You write your own blog. What do you think of the explosion of literary related blogs in recent years? There are a number of authors, who have their own blogs, which by their nature reveal a certain amount. Do you ever get the sense that it might detract from the fiction? In the past authors were more reclusive, by necessity, and it added a certain mystique, I would argue.
I love lit blogs. First and foremost, since I've started reading them, the quality of my casual reading has gone way, way up. Instead of relying on whatever used paperbacks I pick up from the guy selling them on the street, plus what's caught my eye in the New York Times Book Review or the Guardian Books section, I can get great recommendations from people reading really deeply in particular genres and so on. But I like to see behind the scenes, as it were. I know other people who share your belief in the importance of mystique and privacy. But I read Neil Gaiman's blog avidly–his is an excellent example of the mix an author might aim for, updating fans on new projects, telling anecdotes about family life, pointing people to interesting articles or good causes–and it makes me more, not less likely to buy his new book the minute it hits the shelves. That said, a quick look at my own blog will show you that while I write a lot about what I read and what I think of it, I am relatively unforthcoming about anything to do with my actual life, including my work life. I have a strong sense of privacy and am always very conscious that anything I post may be read, for instance, by lots of my students.
You've said, on your blog, that your rule for novel reading is to go from the most 'trashy' to the least. What do you mean by 'trashy'? What are the qualities you admire in a 'trashy' novel, and who are the writers who best capture those qualities?

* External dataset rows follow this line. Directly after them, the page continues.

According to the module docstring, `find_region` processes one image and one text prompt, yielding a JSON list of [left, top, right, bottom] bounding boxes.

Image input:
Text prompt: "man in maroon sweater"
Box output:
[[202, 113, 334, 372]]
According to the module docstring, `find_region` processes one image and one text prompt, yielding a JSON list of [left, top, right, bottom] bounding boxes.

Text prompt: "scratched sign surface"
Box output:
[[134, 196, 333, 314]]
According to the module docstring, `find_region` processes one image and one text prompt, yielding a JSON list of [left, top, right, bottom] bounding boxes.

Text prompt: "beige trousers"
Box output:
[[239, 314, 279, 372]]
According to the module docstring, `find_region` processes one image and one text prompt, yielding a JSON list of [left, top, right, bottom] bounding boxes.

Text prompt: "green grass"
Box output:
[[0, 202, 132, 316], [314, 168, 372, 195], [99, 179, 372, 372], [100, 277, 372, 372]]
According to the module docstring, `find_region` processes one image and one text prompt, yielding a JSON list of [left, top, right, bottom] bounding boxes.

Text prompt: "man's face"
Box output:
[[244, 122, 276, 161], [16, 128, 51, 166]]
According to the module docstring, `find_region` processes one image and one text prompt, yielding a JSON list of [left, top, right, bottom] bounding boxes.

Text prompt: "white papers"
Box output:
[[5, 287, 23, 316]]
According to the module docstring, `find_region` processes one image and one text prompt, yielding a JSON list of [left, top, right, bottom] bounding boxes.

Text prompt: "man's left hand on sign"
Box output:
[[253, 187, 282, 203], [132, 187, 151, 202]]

It's funny how hard it is to come up with an adequate vocabulary for talking about these things. Trashy… hmm… I think it will be clear to anyone what this means in practice. If I come home with two novels, and one of them is David Mitchell's Cloud Atlas and the other is Terry Pratchett's Going Postal, it's one-hundred-percent-certain that I'm going to read the Pratchett novel first. (I always think that everyone must share this tendency of mine, but I seem to be wrong about this. Many people will read the more obviously worthy and challenging novel before the immediately gratifying one.) Other ways of describing ‘trashy’ novels: page-turners; books you can read on a train. (If the book you have on a train isn't trashy enough, you end up staring out of the window instead of reading, and it's very boring.) The qualities I admire in a ‘trashy’ novel are basically those of the best commercial fiction: appealing characters first and foremost, interesting ideas, clear and attractive style, the longer the better. Genre writing often fits the ‘trashy’ bill, but so does certain classic fiction. Jane Austen and Charles Dickens are trashy, and so is Trollope; George Eliot and Henry James are admirable but not at all trashy (though Felix Holt the Radical is certainly Eliot's trashiest book). I love many different kinds of novels, but there are certain trashy novels that I love more than anything in the world: in adolescence, for instance, these prominently included the novels of Dick Francis, Mary Stewart, Joan Aiken and Georgette Heyer. I have read Robin McKinley's Sunshine about five times already, and it only came out last year. I love that book. It's not trashy in any real sense–it's extremely well-written and smart–but it is completely addictive.